The AWS Outage That Broke the Internet — And the Typo That Caused It — WebsiteDown Blog

On February 28, 2017, starting around 9:37 AM Pacific Time, the internet broke. Not all of it — but enough that millions of people noticed. Slack slowed to a crawl. Trello went down. GitHub had issues. Medium failed. Business websites stopped loading. The S3 status dashboard itself would not load.

The cause: a typo in a command line tool. Entered by one AWS engineer. During routine maintenance.

This is not ancient history. The same architecture is running today. And the lessons from it are more relevant now than ever.

What actually happened

AWS was debugging an issue with their billing system — specifically the S3 billing index subsystem. A senior engineer ran a command to remove a "small number" of servers from the billing index. The command had a parameter that was set too aggressively. Instead of removing a small number of servers, it removed a larger set than intended — including servers that were not supposed to be removed.

The removed servers included two critical subsystems: the index subsystem and the metadata subsystem. Without these, S3 could not work. New objects could not be written. Existing objects could not be listed or deleted. The entire US-EAST-1 region of S3 — one of the largest data storage systems in human history — was effectively read-only broken.

It took AWS four hours to fully restore service. The primary reason it took so long: the S3 subsystems had not been fully restarted in years. AWS had to wait for them to restart, which took longer than expected because the systems were checking data integrity on enormous amounts of data before coming back online.

Why one region going down caused global problems

Most people assume cloud outages in one region would only affect services hosted in that region. The 2017 outage proved this assumption wrong in a painful way.

US-EAST-1 is not just a region — it is where many of AWS's own internal control plane services run. The services that manage other regions, handle authentication, and serve status dashboards all ran in US-EAST-1. When it went down, AWS's own monitoring and management tools broke.

This is why the AWS service health dashboard itself went down. It was hosted on S3 in US-EAST-1. The system AWS used to tell the world it was having an outage was itself a victim of the outage.

Many companies also keep backups and logging infrastructure in US-EAST-1 even when their production is elsewhere. When S3 in US-EAST-1 failed, log ingestion failed, which triggered errors in applications that were otherwise healthy.

The cascading failure pattern

The 2017 S3 outage is a textbook example of cascading failure — where one component's failure causes others to fail in sequence, often in unexpected ways.

Application servers lose the ability to load configuration files (stored in S3). They fall back to startup defaults, which may be misconfigured for production. Some crash. Others serve stale data. CDN nodes lose the ability to fetch asset updates, so they continue serving cached versions — but those caches eventually expire and requests begin failing.

The failure then spreads laterally. Service A depends on Service B. Service B stores data in S3. Service B degrades. Service A's error rate rises. Service A triggers circuit breakers and starts returning errors to its clients. Service C, a client of Service A, sees elevated error rates and triggers its own circuit breakers. A failure in storage propagates into failures in compute, networking, and user-facing APIs — all in different parts of the internet.

What AWS changed afterward

AWS published an unusually detailed post-mortem (they almost always do — it is one of the best things about AWS). The key changes:

**Command validation:** The tool used by the engineer now requires explicit confirmation and validates the scope of changes before execution. "Are you sure you want to remove 1,432 servers?
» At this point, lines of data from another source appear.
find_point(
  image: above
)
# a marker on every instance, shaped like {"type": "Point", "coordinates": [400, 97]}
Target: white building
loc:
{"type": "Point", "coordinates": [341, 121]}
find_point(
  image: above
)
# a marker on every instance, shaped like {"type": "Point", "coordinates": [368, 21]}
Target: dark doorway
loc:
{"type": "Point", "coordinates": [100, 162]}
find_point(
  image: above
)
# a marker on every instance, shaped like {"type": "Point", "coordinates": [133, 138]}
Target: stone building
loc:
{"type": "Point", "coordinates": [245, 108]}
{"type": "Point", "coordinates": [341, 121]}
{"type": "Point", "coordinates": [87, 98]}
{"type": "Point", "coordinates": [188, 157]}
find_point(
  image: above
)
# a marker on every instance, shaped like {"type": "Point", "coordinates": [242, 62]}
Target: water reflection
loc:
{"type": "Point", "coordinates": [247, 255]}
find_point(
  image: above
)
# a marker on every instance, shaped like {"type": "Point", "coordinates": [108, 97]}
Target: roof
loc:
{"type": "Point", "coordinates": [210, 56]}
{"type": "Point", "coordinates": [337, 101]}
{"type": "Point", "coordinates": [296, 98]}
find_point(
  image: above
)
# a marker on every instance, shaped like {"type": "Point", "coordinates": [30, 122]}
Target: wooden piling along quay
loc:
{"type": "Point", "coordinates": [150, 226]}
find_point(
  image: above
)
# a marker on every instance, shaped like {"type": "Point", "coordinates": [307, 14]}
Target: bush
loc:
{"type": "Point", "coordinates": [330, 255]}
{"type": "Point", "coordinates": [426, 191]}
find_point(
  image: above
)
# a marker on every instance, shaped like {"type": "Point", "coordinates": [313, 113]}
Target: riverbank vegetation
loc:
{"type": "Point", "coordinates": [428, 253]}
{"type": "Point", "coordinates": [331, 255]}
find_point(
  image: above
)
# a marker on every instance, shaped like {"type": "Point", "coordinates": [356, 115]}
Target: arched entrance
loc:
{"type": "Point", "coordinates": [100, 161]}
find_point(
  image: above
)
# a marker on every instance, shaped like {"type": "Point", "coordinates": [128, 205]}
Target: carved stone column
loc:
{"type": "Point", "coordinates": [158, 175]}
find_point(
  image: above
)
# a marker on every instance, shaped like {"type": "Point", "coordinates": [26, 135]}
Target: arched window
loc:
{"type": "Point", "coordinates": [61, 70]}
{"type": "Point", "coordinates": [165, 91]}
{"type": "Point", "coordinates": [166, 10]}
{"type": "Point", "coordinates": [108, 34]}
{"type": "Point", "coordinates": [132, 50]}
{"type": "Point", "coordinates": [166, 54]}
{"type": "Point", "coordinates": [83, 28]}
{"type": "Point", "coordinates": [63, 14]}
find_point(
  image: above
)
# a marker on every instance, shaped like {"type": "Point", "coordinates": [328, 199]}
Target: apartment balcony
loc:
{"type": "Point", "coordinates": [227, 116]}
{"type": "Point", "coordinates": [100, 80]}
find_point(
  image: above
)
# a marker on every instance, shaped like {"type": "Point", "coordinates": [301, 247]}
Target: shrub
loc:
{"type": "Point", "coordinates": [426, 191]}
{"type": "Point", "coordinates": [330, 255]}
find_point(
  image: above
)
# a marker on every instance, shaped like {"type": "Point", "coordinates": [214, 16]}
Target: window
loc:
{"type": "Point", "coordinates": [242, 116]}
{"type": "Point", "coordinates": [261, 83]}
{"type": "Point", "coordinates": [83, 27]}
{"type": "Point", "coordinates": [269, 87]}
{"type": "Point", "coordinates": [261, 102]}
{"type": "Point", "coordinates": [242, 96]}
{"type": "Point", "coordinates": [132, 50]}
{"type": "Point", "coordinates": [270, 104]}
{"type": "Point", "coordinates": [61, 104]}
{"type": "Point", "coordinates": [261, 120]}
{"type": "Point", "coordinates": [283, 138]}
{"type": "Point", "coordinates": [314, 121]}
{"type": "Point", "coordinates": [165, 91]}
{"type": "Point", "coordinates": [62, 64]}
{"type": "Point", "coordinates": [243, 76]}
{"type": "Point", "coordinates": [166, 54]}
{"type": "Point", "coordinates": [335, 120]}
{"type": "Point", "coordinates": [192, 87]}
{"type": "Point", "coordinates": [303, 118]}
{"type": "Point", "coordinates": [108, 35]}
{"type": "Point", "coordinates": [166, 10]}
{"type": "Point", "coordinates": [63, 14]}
Type CONFIRM to proceed."

**Minimum capacity safeguards:** Systems now enforce minimum fleet sizes. A command that would reduce capacity below a safe threshold is rejected automatically.

**Faster restart capability:** AWS invested in making the S3 subsystems restartable faster. The four-hour recovery time was partly due to integrity checks on cold restart. Subsequent releases improved this significantly.

**Status page infrastructure:** The status dashboard was moved off S3 US-EAST-1. It now runs on a separate, deliberately diversified infrastructure that is not subject to the same failure modes as the service it monitors.

The lessons that still apply

The 2017 outage happened because of a combination of factors that still exist today: human operators running commands, cascading dependencies, and critical infrastructure that had not been tested under failure conditions in years.

No system is immune. Netflix, Google, Cloudflare, and AWS itself have all had major outages since 2017. The lesson is not "avoid AWS" — it is "design for failure."

For website owners: run across multiple regions. Store critical configuration locally, not just in S3. Test your disaster recovery plan before a disaster. Know your dependencies and their dependencies.

For users: when a bunch of unrelated services all go down at once, check AWS's status. It is usually the common thread. WebsiteDown tracks AWS along with the services that depend on it.